Sunday, April 03, 2005

Things I had to learn by living in Texas

Just a brief moment of levity before I get back to the grind. This was from an e-mail I received a couple years ago and kept in my Yahoo! Mail forever, because I always forget to purge:

Armadillos sleep in the middle of the road with all four feet in the air.
There are 5,000 types of snakes and 4,998 live in Texas. There are 10,000
types of spiders. All 10,000 live in Texas, plus a few no one has ever seen
before. Raccoons will test your melon crop and let you know when they are
ripe. If it grows, it will stick you. If it crawls, it will bite you!
Nothing will kill a mesquite tree. There are valid reasons some people put
razor wire around their house. A tractor is NOT an all terrain vehicle.
They do get stuck. The wind blows at 90 mph from Oct 2 till June 25, then
it stops totally until October 2. Onced and twiced are words. Coldbeer is
one word. People actually grow and eat okra. Green grass DOES burn. When
you live in the country you don't have to buy a dog. City people drop them
off at your front gate in the middle of the night. The sound of coyotes
howling at night only sounds good for the first few weeks. When a buzzard
sits on the fence and stares at you, it's time to see a doctor. Fix-in-to
is one word. A TANK is a dirt hole that holds water for irrigation,
watering the cows, or swimming There ain't no such thing as "lunch". There
is only dinner and then there's supper. "Sweetened ice tea" is appropriate
for all meals and you start drinking it when you are two. Backwards and
forwards means I know everything about you. "Jeet?" is actually a phrase
meaning, "did you eat?" You don't have to wear a watch because it doesn't
matter what time it is. You work until you're done or it's too dark to see.

3 comments:

B said...

Hello...my first name is B and my last name is Gullible....does a buzzard really know when you are about to die (assuming you're not bleeding all over the place)?

English Professor said...

Bless your heart, Steve, we simple folks are just so glad that y'all came to see us. :-)
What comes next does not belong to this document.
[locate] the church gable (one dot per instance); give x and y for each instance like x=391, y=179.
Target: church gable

B--buzzards look for (lack of) movement. So if you're sunbathing, it might be a good idea to turn over occasionally, or reach for a glass of sweet tea.

red.hot.mamma! said...

i have a few corections, for any non-native texans reading this:

1. it's fixin' to, not fix-in-to. and it's not that it's one word, but that it's used at all. ex. i'm fixin' to go git sumthin' to eat. d'ya eat yet?

2. it's "sweet tea," not "sweetened." and technically, that's more of a deep south thing than a texan thing. you can find sweet tea here occasionally, but usually it comes over ice without any sugar & you add in your sweetener of choice. in other states (LA, MS, AL, etc.), the sugar is added to the hot water when the tea is brewed. (yes, i'm avoiding my appellate brief right now)

3. the phrase "might could" is lacking from this list. as in, "i might could git sumthin' t'eat. bring me some sweet tea, ya'll."

final point: listen, furriner, ya come here, ya adapt. we used to be our own cuntry, ya know.